Poetas romanos como Horácio, Propertius e Lucan, descrevem que as penas das strix são ingredientes majickos, usados em poção do amor da bruxa Canidia; ingrediente na mistura rejuvenescedora preparada no caldeirão de Medeia ou instrumento utilizado no encantamento de Erictho de Tessália quando recorria a necromancia ou previsão do futuro.
A lenda da strix sobreviveu até a Idade Média, endossada, sobretudo pelo caçador de bruxas, Gian Francesco Pico della Mirandola que escreveu um livro para justificar suas atividades em 1523 e definiu as bruxas simplesmente de strix/striges (Grécia).
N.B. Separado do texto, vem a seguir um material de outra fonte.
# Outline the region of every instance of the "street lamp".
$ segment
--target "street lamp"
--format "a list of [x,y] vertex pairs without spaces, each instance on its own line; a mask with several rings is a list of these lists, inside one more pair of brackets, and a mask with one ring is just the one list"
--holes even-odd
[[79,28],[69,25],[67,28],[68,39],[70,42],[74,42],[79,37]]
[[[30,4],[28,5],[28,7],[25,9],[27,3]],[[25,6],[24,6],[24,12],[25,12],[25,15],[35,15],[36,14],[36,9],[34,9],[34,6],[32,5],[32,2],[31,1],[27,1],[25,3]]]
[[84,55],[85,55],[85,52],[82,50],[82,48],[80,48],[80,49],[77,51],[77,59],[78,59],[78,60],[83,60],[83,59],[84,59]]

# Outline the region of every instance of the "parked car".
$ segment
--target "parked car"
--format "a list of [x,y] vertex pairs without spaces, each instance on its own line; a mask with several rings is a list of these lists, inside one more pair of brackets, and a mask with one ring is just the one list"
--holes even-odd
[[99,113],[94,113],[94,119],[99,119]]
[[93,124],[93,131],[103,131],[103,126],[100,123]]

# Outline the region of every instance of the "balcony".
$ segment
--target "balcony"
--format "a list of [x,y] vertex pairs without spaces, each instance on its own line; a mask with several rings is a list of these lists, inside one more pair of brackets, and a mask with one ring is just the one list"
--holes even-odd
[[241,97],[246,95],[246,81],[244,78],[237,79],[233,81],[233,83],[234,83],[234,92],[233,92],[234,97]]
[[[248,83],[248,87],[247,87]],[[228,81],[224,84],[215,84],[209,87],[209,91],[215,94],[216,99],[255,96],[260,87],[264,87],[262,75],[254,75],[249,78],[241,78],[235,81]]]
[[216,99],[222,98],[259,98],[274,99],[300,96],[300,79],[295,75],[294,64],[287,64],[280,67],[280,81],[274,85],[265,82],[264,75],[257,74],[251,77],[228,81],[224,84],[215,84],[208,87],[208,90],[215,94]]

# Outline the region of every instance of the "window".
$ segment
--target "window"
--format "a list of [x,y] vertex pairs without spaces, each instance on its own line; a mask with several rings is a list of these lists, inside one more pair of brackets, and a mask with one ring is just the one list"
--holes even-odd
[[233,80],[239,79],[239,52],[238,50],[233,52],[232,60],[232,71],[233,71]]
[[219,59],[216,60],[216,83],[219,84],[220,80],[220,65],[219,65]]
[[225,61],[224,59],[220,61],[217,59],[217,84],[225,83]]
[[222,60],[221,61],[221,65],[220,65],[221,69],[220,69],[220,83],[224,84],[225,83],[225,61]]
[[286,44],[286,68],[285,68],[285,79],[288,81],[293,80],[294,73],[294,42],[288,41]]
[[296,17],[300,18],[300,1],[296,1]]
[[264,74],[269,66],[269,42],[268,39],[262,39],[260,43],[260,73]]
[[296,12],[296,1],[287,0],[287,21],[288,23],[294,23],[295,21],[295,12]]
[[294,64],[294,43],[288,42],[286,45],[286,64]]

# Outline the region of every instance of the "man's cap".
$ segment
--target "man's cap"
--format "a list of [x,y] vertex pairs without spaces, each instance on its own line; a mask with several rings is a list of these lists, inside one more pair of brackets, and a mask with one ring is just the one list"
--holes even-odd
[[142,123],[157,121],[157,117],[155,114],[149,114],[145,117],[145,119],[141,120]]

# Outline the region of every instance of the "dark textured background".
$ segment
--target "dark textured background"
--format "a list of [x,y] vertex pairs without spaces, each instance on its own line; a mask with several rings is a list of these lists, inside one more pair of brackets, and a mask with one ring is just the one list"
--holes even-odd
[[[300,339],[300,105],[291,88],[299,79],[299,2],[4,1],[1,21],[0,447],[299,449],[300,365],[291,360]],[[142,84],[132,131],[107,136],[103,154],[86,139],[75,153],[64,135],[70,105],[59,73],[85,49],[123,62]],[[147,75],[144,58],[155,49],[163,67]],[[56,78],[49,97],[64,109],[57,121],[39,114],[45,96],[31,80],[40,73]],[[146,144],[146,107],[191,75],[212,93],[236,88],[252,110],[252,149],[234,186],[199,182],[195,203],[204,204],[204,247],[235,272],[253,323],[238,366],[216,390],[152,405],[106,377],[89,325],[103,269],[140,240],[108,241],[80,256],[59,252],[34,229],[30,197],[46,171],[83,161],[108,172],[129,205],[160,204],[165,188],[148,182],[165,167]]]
Ainda que a associação de bruxas com corujas transmitisse um sentido pejorativo, a ave também simbolizava a reflexão, sabedoria, o conhecimento racional e intuitivo. Para os gregos a noite era o momento propício para o pensamento filosófico.
Dito isso, nosso símbolo é uma coruja com duas agulhas de costura, representando as STRIX TECENDO O SEU PODER PESSOAL.